16 de agosto de 2011

Blogueguería 2: JMJ

Los pequeños pueblos de La Mancha agonizan, como tantos otros pueblos de la geografía española. El mío, mi cuna, también sufre ese cáncer. Por no haber, no hay ni perros a la sombra, y los que existen ya no son animales domésticos que cumplían una función: guardianes de ganado, o de gallinas, o como perro de caza... ahora son uno más de la familia y como tal viven: sus visitas programadas al veterinario, sus tomas de medicación -como le sucede al perro epiléptico y reumático de mi amiga Pilar-, sus paseos programados, incluso visten con tendencias de moda: chalequillos, collares, etc, etc... Los hemos humanizado, y nosotros nos hemos animalado hasta tal punto que las nuevas parejas prefieren tener perros a tener hijos.

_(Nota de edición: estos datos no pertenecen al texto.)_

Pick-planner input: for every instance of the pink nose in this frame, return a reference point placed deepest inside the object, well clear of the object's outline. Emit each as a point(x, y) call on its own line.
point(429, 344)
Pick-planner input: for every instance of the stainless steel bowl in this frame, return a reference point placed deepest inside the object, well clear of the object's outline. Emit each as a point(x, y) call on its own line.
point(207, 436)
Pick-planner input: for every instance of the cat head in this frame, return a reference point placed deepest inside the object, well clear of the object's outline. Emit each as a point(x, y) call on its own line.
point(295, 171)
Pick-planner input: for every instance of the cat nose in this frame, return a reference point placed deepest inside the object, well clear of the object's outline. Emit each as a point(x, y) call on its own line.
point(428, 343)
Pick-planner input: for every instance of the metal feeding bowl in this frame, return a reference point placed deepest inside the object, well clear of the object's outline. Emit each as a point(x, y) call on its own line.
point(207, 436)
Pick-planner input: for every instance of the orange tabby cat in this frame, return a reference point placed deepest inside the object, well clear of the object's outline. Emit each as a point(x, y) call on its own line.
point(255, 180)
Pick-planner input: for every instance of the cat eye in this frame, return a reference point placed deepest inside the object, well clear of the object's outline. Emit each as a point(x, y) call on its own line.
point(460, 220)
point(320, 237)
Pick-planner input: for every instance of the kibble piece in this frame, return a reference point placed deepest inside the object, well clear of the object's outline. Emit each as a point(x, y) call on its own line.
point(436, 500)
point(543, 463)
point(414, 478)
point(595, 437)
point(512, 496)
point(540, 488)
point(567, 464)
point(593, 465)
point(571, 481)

Sí, créanme, conozco casos, ellos, los animalitos, generan menos gastos y dan más satisfacciones. Pero me voy, me voy del tema y no es mi intención. En otro momento me pararé más despacio con nuestros amigos los animales.

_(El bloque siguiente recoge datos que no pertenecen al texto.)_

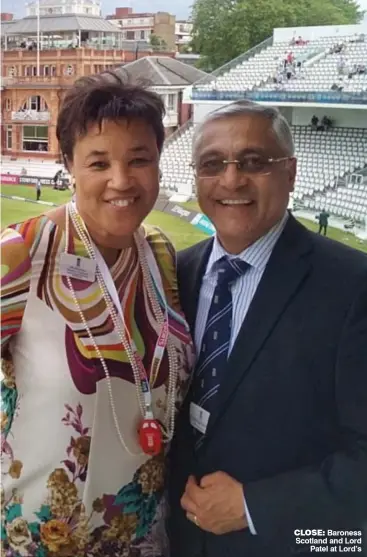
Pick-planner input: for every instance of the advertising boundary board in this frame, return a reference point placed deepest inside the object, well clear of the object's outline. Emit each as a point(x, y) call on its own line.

Decía. La lluvia se torna inevitablemente amarilla, y muchos de nuestros pueblos terminarán siendo el Ainielle de Llamazares. Sombras en la noche. Desdibujadas calles desiertas por donde silba el viento entre aleros y desvencijadas ventanas. Cada invierno experimeto más esa gélida y desértica soledad. Cada verano siento más la nostalgia de la algarabía de las calles en las que hace treinta años retozábamos una veintena de niños, mientras padres y abuelos tomaban el fresco en sus puertas y en sus plazas hasta que la temperatura de la noche hiciese posible el descanso. Esa vida social apacible de los vecindarios, esa parte positiva de los pequeños lugares.

El 15 de agosto era ese punto de inflexión en el vivificante verano de los pueblos. Durante julio y agosto era un constante fluir de veraneantes: madrileños, valencianos, catalanes... Todos aquellos que emigraron en los sesenta a las grandes ciudades, regresaban en verano a dejarse el dinero en las terrazas de los bares, a agotar los productos en las carnicerías y a duplicar la producción de pan. Era como poner de manifiesto publicamente su prosperidad económica. Sus manos blancas parecían decirlo también, y sus hijos, también de cara blanca de ciudad, eran una novedad para nosotros. En 15 de agosto no cabía un alfiler. A partir de ese día, comenzaban a marcharse paulatinamente, y todos recuperábamos de nuevo nuestra ansiada y monótona armonía.

Desde hace una década, no existe punto de inflexión. Digamos que ese fenómeno estival ha ido desapareciendo hasta quedar reducido a la mínima expresión. El 15 de agosto ya no es significativo de nada, salvo que sigue siendo un día de fiesta en esta comunidad. Se me ocurren muchas razones desde el punto de vista sociológico, pero haría largo lo que ya empieza a ser ser largo.  Sin embargo, este fin de semana había algo diferente, un lleno especial y extraño que se manifestaba en filas de coches a derecha e izquierda en las calles principales de la localidad y muchas caras desconocidas, sin rasgos descifrables o señas de identidad visibles. Además, se podía percibir igualmente cierta alegría que se manifestaba en grupos arremolinados conversando animademante, parejas añosas que rara vez frecuentas ambientes de terrazas, gente joven, entre los veinte y treinta años, que no parecían acordarse del cutre botellón que se celebra en las afueras, cerca del depósito de agua, y que paseaban arriba y abajo por las calles adyacentes a la plaza principal... La razón de todo eso: cientos de jóvenes de diversa nacionalidad: brasileños, chilenos, mexicanos... todos ellos acogidos en casas particulares, a la espera del encuentro en la Jornada Mundial de la Juventud. Todos ellos compartiendo estos días con esas familias: cómo es su vida en sus países de origen, por qué han venido, cuánto tiempo les ha llevado ahorrar el dinero que han pagado por venir aquí (algunos, un año entero de ahorro para pagar mil trescientos euros, y cuyo sueldo mensual es cuatrocientos treinta euros). Para ellos, cerca de trescientos jóvenes acogidos en esta localidad, ha sido un sacrificio cuya experiencia, dicen, ya ha merecido la pena.

Tener algo (o Algo) en lo que creer siempre es bueno, sobre todo cuando no hace daño a nadie.